Il capo economista Chris Williamson di IHS Markit ha commentato i dati di venerdì sottolineando che i settori dei viaggi e del turismo hanno subito un duro colpo a causa dell'epidemia di Coronavirus. Le interruzioni della supply chain e il calo delle esportazioni, d'altra parte, hanno ulteriormente pesato sul PMI flash terziario a febbraio.

In aggiunta, ha continuato Williamson, le preoccupazioni di un ulteriore peggioramento del rallentamento dell'economia insieme all'incertezza in vista delle elezioni presidenziali negli Stati Uniti, previste per novembre di quest'anno, potrebbero anche aver contribuito a ridurre la spesa delle aziende.

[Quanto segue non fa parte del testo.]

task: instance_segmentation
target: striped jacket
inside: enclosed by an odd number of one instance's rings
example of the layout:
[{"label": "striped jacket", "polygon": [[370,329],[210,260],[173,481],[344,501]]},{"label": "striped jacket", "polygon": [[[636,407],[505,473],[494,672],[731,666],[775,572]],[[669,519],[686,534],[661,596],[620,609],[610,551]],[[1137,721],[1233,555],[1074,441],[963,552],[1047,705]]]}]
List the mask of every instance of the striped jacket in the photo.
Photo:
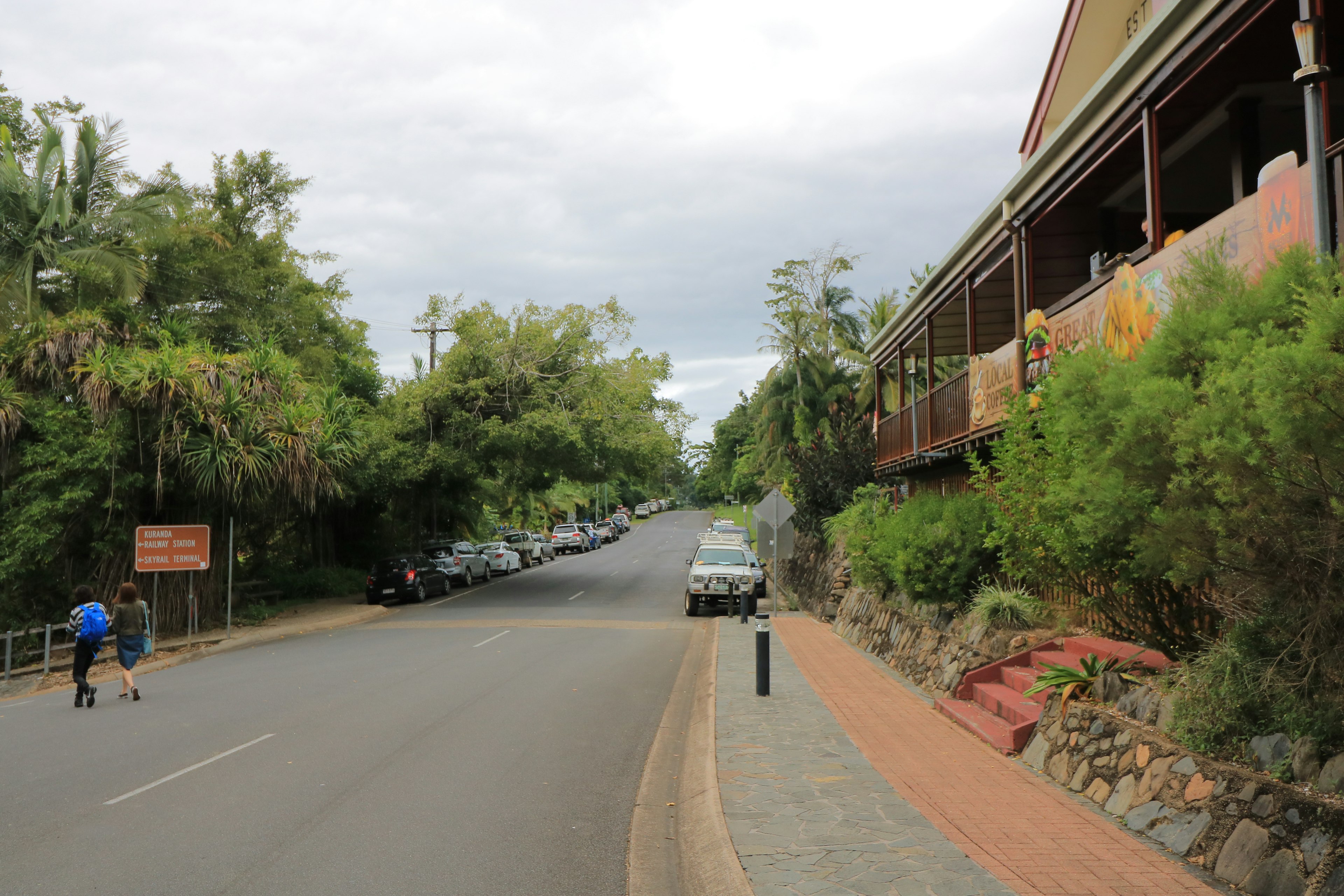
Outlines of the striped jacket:
[{"label": "striped jacket", "polygon": [[78,607],[70,611],[70,622],[66,623],[66,631],[74,631],[75,637],[79,637],[79,630],[83,629],[85,607],[98,607],[102,610],[102,615],[108,615],[108,607],[102,606],[97,600],[90,600],[89,603],[81,603]]}]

Il PMI flash manifatturiero degli Stati Uniti scende al minimo dallo scorso agosto

Sul fronte manifatturiero, il PMI flash ha registrato a febbraio un valore di 50,8 (il più basso dallo scorso agosto) che è scampato per poco all'area di contrazione. L'indice è stato registrato a 51,9 nell'ultimo mese, mentre gli analisti avevano previsto un leggero calo a 51,5 a febbraio.

La produzione e i sub-index dei nuovi ordini sono entrambi diminuiti a febbraio rispetto alle rilevazioni di gennaio. Le fabbriche americane sono rimaste sotto pressione dall'estate scorsa, poiché le tensioni commerciali con la Cina hanno comportato un calo degli investimenti delle imprese. Mentre i segnali di ripresa sono stati evidenti a gennaio a seguito dell'ufficializzazione dell'accordo commerciale Fase 1 con la seconda potenza economica mondiale, l'ottimismo si è affievolito a febbraio in quanto l'emergenza Coronavirus continua a danneggiare le operazioni commerciali e i viaggi/turismo.

Il calo dell'indice del dollaro USA ha portato la coppia valutaria EUR/USD dall'1,0790 all'1,0860, venerdì scorso.